Students+fear+that+many+figures+like+Martin+Luther+King+and+Cesar+Chavez+will+be+cut+from+history+books.

MCT

Students fear that many figures like Martin Luther King and Cesar Chavez will be cut from history books.

Rebeca Vega

Imagine recognizing the name Cesar Chavez only as a street in East Los Angeles.

Imagine studying the United States Declaration of Independence and drawing a blank when reading “Thomas Jefferson.”
 
Imagine opening an American History text book and finding no mention of Brown vs. Board of Education, the 1954 landmark decision case that declared racial segregation in United States public schools unconstitutional.
 
These are ideas Professor Frank Gaik wants his Chicana/o Literature students to keep in mind when writing letters of reconsideration to the Texas State Board of Education.
 
“They (Texas SBOE members) call it ‘left,’ but I call it America,” Gaik says.
 
On March 12, the 15-member Texas SBOE, granted preliminary approval of new social studies curriculum standards expected to take effect in Texas public schools within the next two years.
 
On a 10-5 vote, split along party lines, the board has decided to exclude “unnecessary” historical figures and events from required elementary, middle, and high school lessons.
 
Republican board member Dr.
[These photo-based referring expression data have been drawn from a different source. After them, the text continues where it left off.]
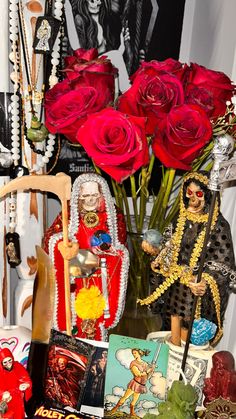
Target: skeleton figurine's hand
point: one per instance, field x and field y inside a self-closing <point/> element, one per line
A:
<point x="70" y="251"/>
<point x="198" y="288"/>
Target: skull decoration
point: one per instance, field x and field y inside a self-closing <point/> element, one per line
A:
<point x="94" y="6"/>
<point x="89" y="197"/>
<point x="196" y="198"/>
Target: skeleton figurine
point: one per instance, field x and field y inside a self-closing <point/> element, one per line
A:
<point x="177" y="263"/>
<point x="96" y="227"/>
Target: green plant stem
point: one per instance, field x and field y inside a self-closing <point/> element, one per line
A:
<point x="144" y="194"/>
<point x="120" y="196"/>
<point x="126" y="204"/>
<point x="114" y="187"/>
<point x="143" y="198"/>
<point x="158" y="201"/>
<point x="134" y="199"/>
<point x="169" y="185"/>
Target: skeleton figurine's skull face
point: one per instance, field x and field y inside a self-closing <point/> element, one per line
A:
<point x="196" y="198"/>
<point x="89" y="197"/>
<point x="94" y="6"/>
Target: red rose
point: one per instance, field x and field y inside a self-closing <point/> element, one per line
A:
<point x="208" y="88"/>
<point x="83" y="60"/>
<point x="152" y="96"/>
<point x="181" y="136"/>
<point x="169" y="65"/>
<point x="116" y="142"/>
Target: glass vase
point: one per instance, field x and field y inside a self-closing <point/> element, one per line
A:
<point x="137" y="321"/>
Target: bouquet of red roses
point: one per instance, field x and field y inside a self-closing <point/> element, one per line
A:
<point x="169" y="116"/>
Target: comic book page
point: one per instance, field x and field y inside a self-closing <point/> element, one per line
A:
<point x="135" y="377"/>
<point x="68" y="364"/>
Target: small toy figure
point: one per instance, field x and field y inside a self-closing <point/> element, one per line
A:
<point x="15" y="385"/>
<point x="222" y="380"/>
<point x="176" y="265"/>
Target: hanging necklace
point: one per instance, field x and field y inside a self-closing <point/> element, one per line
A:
<point x="33" y="95"/>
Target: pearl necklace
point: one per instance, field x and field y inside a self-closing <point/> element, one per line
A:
<point x="43" y="157"/>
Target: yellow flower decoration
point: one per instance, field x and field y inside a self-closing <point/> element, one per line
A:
<point x="89" y="303"/>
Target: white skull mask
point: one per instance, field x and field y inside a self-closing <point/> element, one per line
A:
<point x="89" y="197"/>
<point x="196" y="198"/>
<point x="94" y="6"/>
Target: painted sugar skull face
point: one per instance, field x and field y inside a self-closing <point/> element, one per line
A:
<point x="196" y="198"/>
<point x="89" y="197"/>
<point x="94" y="6"/>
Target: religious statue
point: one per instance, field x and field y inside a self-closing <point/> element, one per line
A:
<point x="177" y="263"/>
<point x="15" y="386"/>
<point x="97" y="231"/>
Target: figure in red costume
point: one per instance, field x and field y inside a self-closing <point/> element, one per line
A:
<point x="97" y="226"/>
<point x="15" y="385"/>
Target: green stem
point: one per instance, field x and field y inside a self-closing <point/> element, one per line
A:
<point x="158" y="201"/>
<point x="127" y="211"/>
<point x="120" y="197"/>
<point x="144" y="194"/>
<point x="114" y="187"/>
<point x="143" y="198"/>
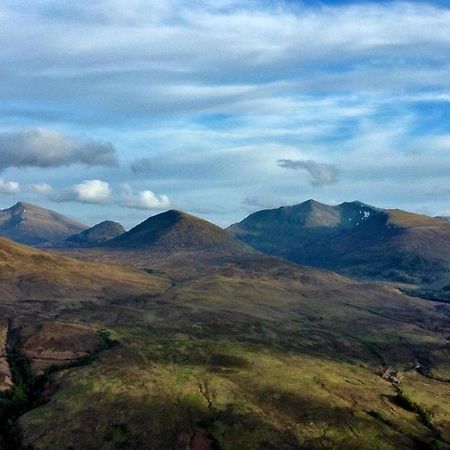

Don McLeroy considers the changes and omissions an effort to restore “balance” in Texas schools.
 
“History has already been skewed. Academia is skewed too far to the left,” Mc Leroy told the New York Times.
 
Gaik is concerned that because Texas adopts curriculum standards state-wide, as opposed to district-wide, textbook publishers will cater to Texas standards and expect other states to follow suit.
 
“As one of the largest consumers of textbooks, Texas is a dominant force,” Gaik says.
 
“It all comes down to money, because textbook publishers will want to please Texas and won’t care about anyone else.”
 
According to Gaik, if California were to buy history textbooks influenced by the new Texas standards, such historical figures as Cesar Chavez, Thomas Jefferson, and Thurgood Marshall would possibly be left out of classroom discussions.
 
“Students can’t fully understand the history of California without knowing Chavez,” Gaik says, “because he brought justice to those who work in the fields—the key to the state’s pride.”
 
Chicana/o Literature class students, such as Sociology and Women’s Studies double major Crystal Morales, have already written drafts of letters to Texas SBOE members explaining the importance of keeping Arizona-born, imigrant rights activist Cesar Chavez in the nation’s textbooks.
 
“Cesar Chavez was a man of nonviolence with a strong will,” Morales writes.
 
“He led strikers and supporters on a 350-mile pilgrimage from Delano to Sacramento with a sprained ankle.
 
“He wouldn’t stop because he wanted to be there to encourage his people up until the very end.”
 
Morales admits she does not know what to expect as the outcome of the Texas SBOE’s final decision, to be announced sometime this month.
 
“I only hope they (members of the Texas SBOE) take my letter seriously and take into consideration the damage they will do by eliminating anyone from knowing what Cesar Chavez did.”
 
Aside from letters of reconsideration, Gaik and his class have collected 275 signatures for a petition to keep Chavez, Jefferson, Marshall, and others in American textbooks.
 
Gaik invites anyone who would like to sign a petition to e-mail him at [email protected].
 
Plans to mail out all acquired materials have been made for the end of this week.